Author(s): Lodato F, Arajo J, Barros H, Lopes C, Agodi A,
Abstract Share this page
Abstract In our study, we hypothesized that higher caffeine intake would be associated with lower sleep duration among 13-year-old adolescents. In addition, we aimed to identify food sources of caffeine intake in this sample. Eligible participants were adolescents who were born in 1990 and attended school in Porto, Portugal, in 2003/2004. Self-administered questionnaires were used, and diet was evaluated using a food frequency questionnaire. From the 2160 eligible participants, only 1522 with valid information regarding their diet were included in this study.

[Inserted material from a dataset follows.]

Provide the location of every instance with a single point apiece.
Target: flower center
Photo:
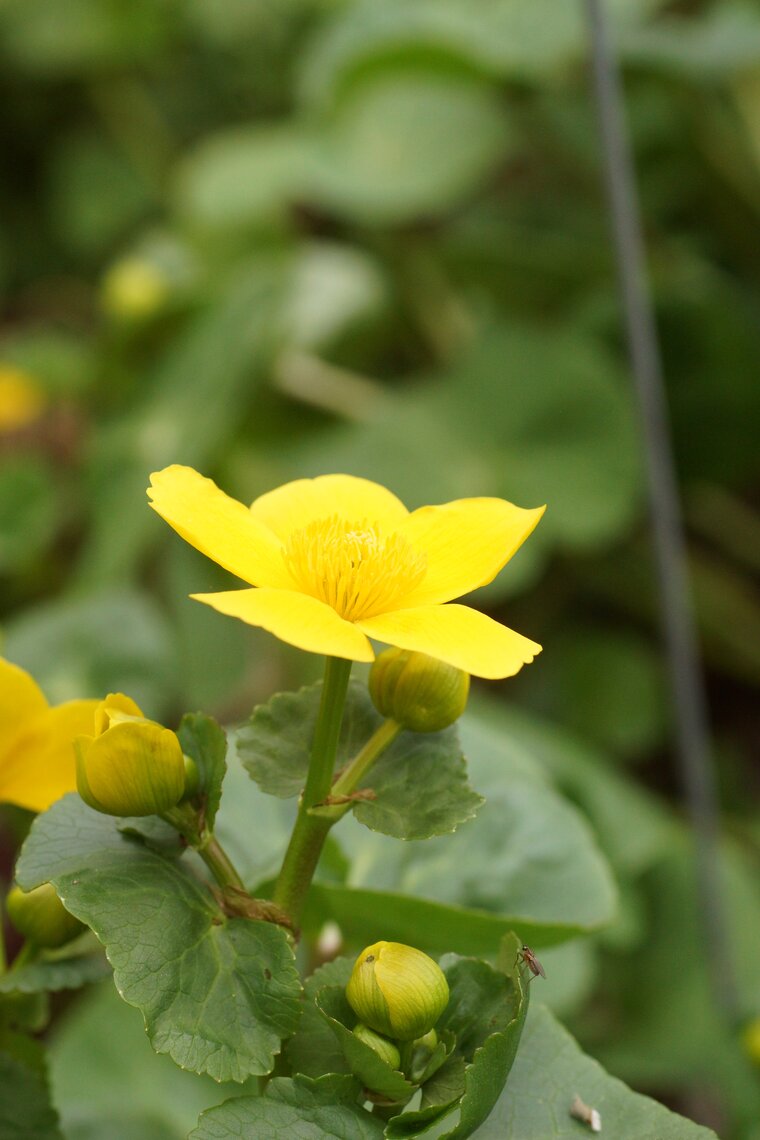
(353, 567)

In our sample, the median intake of caffeine was 23.1 mg/d, with soft drinks being the major source. Ice tea presented the highest median (25th-75th percentiles) contribution (33.1\% [14.0-52.1]), followed by cola (21.1\% [6.4-37.6]). Regarding cocoa products, chocolate bars presented a median contribution of 5.1\% (1.0-14.0), and snacks containing chocolate had a contribution of 3.0\% (0.5-7.2). Coffee and tea presented a negligible contribution. Adolescents who reported less sleep duration and those who spent more time watching TV during the weekend had a significantly higher caffeine intake. Overall, boys had higher intakes of caffeine from soft drinks, and private school attendees, those who had parents with more education, who reported less television viewing time and had lower body mass index presented higher intakes of caffeine from chocolate. Considering sleeping more than 9.5 hours as a reference class, for each increase of 10 mg/d in caffeine intake, we found that the odds ratio of sleeping 8.5 hours or less was 1.12 (95\% confidence interval, 1.06-1.19). Our results support the hypothesis that caffeine intake was inversely associated with sleep duration in adolescents. © 2013.